United Matches AA Fuel Surcharge Increase
United Airlines today confirmed it followed rival American Airlines in increasing the passenger fuel surcharge by $3 for all one-way tickets and $6 for roundtrip travel in the United States and between U.S. and Canadian destinations. American, which made the move yesterday, cited mounting fuel expenses. Both carriers now levy a total of $26 in fuel surcharges per roundtrip ticket.
American said the average spot price for a gallon of jet fuel has shot up 19 percent in two months, to 99 cents, and that each one-cent increase adds $30 million to its annual fuel tab.

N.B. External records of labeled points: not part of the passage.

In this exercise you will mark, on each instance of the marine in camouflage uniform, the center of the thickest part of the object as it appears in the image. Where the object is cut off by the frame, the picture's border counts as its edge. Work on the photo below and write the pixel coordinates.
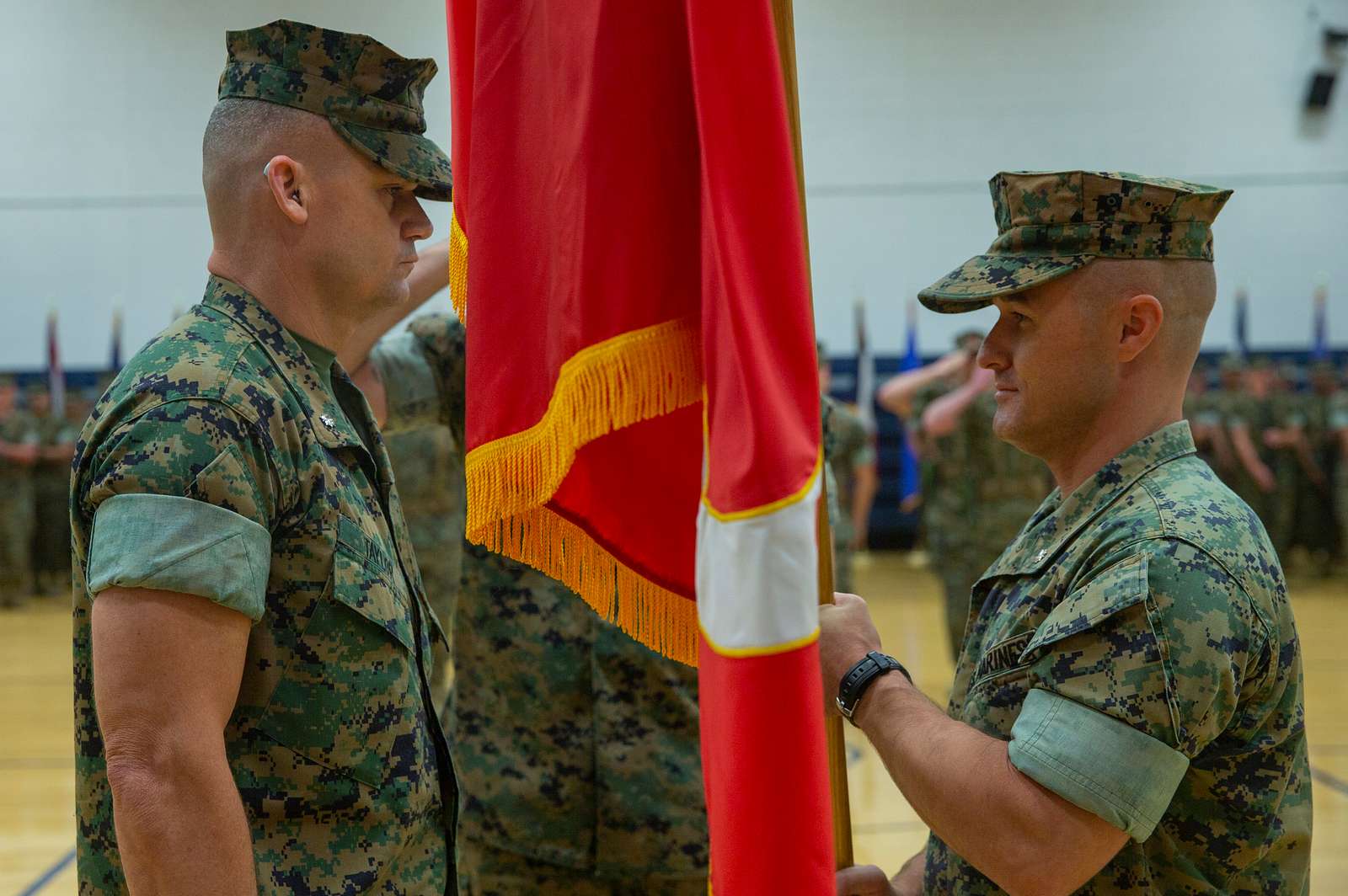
(19, 440)
(576, 748)
(1316, 522)
(233, 461)
(847, 445)
(1217, 406)
(1338, 426)
(431, 468)
(1136, 644)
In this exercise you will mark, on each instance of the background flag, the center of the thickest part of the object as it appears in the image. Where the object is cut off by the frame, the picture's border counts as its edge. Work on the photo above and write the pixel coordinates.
(864, 371)
(644, 417)
(115, 352)
(1320, 334)
(56, 374)
(1242, 317)
(910, 480)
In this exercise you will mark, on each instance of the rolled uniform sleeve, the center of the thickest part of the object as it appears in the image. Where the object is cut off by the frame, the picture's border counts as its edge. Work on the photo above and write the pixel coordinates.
(424, 371)
(184, 499)
(1136, 673)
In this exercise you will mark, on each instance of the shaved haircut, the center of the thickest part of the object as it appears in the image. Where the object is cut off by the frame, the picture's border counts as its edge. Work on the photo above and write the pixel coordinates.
(242, 136)
(1186, 290)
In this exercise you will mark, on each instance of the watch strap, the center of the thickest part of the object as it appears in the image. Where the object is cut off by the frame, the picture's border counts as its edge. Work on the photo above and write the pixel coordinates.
(860, 677)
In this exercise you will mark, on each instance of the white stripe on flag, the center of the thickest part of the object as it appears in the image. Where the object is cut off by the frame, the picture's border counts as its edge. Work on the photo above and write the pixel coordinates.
(757, 577)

The carrier attempted to push through a fuel surcharge increase last month, but reversed its decision when no competitors matched. "Since that time, fuel prices have continued to escalate," American said.

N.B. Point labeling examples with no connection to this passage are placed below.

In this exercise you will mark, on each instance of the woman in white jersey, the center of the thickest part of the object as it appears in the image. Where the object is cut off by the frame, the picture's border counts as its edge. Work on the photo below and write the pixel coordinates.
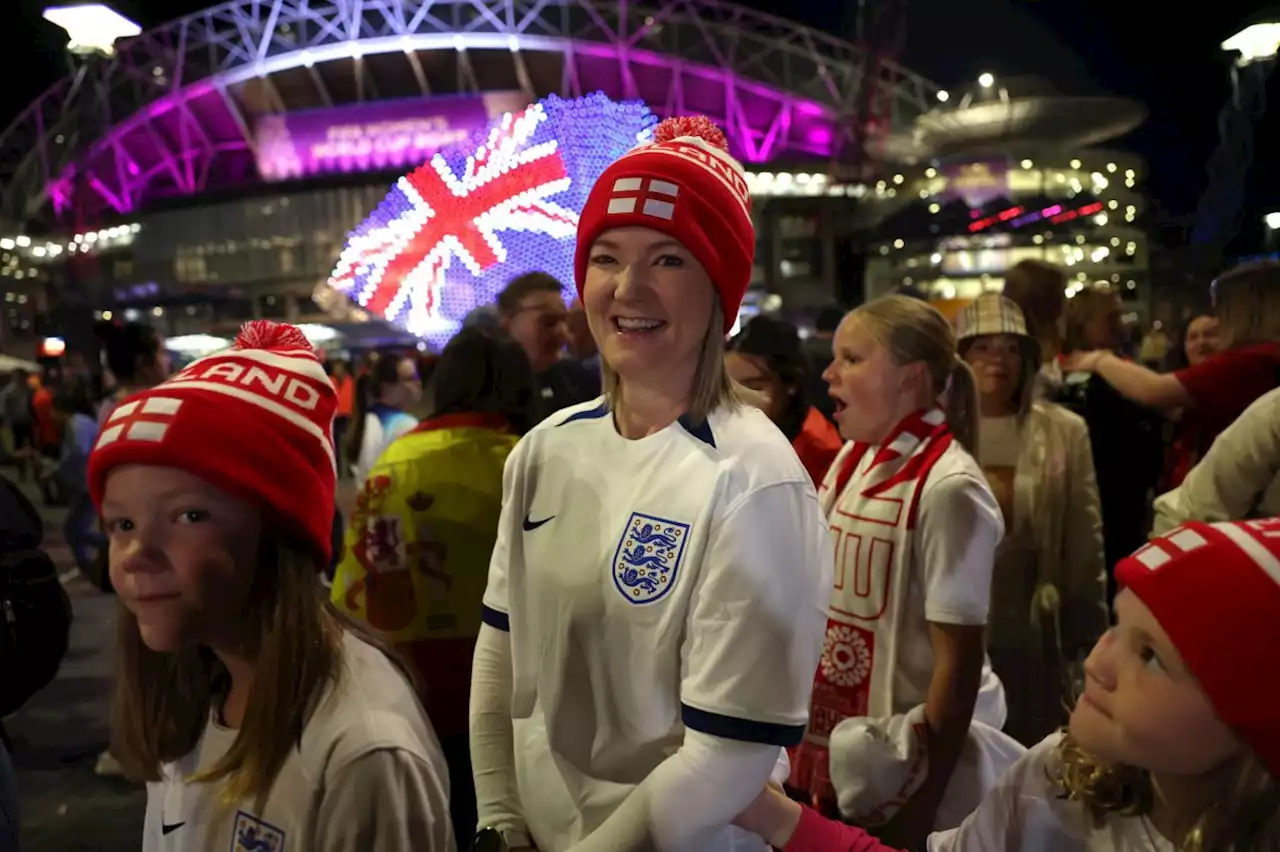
(1173, 746)
(657, 591)
(257, 717)
(915, 530)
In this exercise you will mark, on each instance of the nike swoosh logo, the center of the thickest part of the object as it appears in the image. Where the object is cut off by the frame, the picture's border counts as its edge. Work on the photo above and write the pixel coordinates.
(533, 525)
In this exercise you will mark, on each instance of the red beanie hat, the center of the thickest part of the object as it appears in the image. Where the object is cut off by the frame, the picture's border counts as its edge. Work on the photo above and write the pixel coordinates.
(1215, 589)
(686, 186)
(255, 420)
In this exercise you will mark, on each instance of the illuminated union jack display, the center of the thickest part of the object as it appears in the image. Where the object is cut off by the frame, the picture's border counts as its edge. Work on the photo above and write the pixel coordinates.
(453, 232)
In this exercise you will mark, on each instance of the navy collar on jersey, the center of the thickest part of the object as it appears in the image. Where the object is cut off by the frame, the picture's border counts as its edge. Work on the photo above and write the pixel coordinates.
(702, 430)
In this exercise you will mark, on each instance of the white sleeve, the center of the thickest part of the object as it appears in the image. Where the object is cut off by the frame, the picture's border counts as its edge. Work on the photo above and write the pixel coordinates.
(754, 631)
(754, 635)
(385, 801)
(496, 608)
(1237, 470)
(493, 756)
(689, 796)
(151, 832)
(369, 449)
(955, 546)
(1019, 814)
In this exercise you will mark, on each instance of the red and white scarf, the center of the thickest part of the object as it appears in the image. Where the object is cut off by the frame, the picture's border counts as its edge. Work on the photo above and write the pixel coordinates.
(872, 511)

Airfare expert Terry Trippler of Trippler & Associates said American again will have to rescind the increase absent a competitive match. "If others don't go along, they just can't stick with it," he said, "because if the total price of their fares comes up higher, it pushes them down two or three pages on the fare displays of online sites, for example."

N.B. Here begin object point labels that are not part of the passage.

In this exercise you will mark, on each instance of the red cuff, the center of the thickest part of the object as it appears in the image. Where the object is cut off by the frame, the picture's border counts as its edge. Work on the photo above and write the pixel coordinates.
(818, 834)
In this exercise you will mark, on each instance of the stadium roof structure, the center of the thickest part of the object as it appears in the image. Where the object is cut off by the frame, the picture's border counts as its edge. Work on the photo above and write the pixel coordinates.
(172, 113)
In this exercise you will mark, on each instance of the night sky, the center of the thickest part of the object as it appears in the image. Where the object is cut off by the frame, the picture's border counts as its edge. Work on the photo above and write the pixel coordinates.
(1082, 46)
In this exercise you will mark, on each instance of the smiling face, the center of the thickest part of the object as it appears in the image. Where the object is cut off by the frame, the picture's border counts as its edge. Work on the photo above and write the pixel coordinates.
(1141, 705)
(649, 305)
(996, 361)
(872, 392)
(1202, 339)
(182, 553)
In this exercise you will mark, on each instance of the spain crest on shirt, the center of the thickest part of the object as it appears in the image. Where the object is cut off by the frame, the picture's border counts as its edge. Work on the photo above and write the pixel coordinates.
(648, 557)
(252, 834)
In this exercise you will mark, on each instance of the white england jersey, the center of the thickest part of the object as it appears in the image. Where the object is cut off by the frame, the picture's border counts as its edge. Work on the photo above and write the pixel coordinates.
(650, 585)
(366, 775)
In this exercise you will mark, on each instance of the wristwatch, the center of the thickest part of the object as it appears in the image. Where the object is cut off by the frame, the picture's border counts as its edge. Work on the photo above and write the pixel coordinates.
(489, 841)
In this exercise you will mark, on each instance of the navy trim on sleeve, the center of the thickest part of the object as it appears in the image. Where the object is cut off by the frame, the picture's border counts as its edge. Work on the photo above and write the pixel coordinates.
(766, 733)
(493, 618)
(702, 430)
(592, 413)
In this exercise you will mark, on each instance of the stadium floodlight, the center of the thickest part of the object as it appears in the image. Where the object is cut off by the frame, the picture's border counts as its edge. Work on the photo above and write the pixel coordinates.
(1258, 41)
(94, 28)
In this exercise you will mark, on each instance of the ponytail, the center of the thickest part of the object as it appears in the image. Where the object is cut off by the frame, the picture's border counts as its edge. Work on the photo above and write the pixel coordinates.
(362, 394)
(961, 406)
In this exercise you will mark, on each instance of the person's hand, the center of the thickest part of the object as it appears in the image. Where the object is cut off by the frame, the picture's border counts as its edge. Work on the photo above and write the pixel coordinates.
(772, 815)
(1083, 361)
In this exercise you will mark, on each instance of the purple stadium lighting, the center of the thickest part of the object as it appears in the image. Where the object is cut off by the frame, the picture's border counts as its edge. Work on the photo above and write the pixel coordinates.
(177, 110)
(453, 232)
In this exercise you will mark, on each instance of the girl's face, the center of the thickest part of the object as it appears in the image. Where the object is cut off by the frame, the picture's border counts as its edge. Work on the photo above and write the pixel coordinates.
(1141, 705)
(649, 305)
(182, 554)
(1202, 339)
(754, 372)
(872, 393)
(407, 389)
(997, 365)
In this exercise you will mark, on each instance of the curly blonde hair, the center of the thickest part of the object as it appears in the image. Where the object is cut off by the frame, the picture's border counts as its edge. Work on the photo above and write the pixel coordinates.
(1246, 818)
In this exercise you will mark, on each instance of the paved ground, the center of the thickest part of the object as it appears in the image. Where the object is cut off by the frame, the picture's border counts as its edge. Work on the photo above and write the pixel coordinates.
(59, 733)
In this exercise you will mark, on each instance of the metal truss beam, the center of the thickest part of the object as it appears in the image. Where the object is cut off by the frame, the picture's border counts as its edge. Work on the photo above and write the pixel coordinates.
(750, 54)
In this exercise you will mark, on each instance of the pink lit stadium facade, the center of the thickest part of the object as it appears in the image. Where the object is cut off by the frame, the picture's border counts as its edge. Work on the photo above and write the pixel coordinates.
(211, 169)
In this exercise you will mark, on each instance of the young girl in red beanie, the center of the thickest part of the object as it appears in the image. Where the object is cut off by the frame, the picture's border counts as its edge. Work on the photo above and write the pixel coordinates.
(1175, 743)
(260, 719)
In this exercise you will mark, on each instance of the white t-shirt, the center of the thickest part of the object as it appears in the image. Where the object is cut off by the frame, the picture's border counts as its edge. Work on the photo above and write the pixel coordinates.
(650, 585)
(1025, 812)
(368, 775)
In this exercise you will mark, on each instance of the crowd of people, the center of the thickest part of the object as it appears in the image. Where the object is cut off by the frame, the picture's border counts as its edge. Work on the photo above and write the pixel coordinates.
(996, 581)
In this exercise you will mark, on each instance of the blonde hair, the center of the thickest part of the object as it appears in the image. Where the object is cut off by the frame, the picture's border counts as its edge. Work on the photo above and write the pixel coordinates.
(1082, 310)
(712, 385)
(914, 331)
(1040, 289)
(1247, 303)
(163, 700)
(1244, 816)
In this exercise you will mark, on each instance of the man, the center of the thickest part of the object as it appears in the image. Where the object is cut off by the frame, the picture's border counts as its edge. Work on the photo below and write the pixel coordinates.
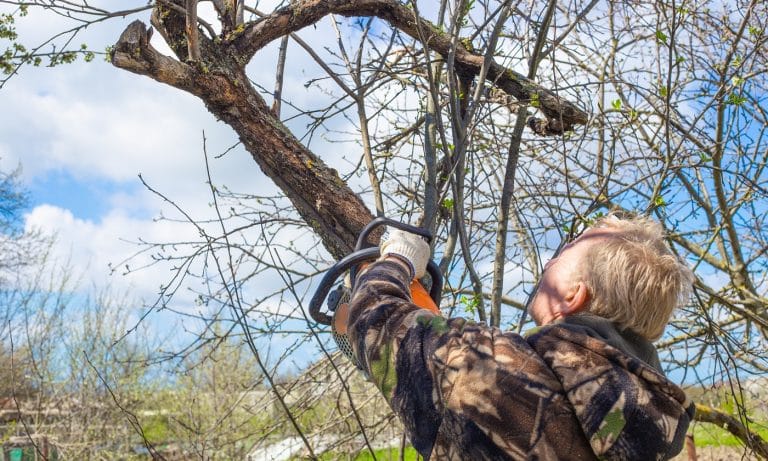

Trippler also suggested American made the move to subsidize its battle against JetBlue Airways. "You have to wonder about the rationale of making a big splash and giving away the store in terms of their recent promotions in markets versus JetBlue and then turning around and putting in a higher fuel surcharge," he said. "These fuel surcharges have become a joke because, for example, they haven't always been applied to all fares. If American wants to raise their fares, they should just raise them instead of hiding behind the fuel surcharge idea."
Airlines, many of which are in poor fuel hedge positions for the current quarter and remainder of the year, are vulnerable to increasing fuel prices. Industry analysts this week said much of the benefit of recently improving revenue trends is being offset by persistently high fuel costs.
UBS analyst Sam Buttrick, for example, increased his forecast for 2004 industry operating losses from $200 million to $575 million, "primarily as a result of higher first-quarter oil prices." Buttrick noted that "Southwest appears to have the best hedge position for 2004, while Northwest is currently unhedged."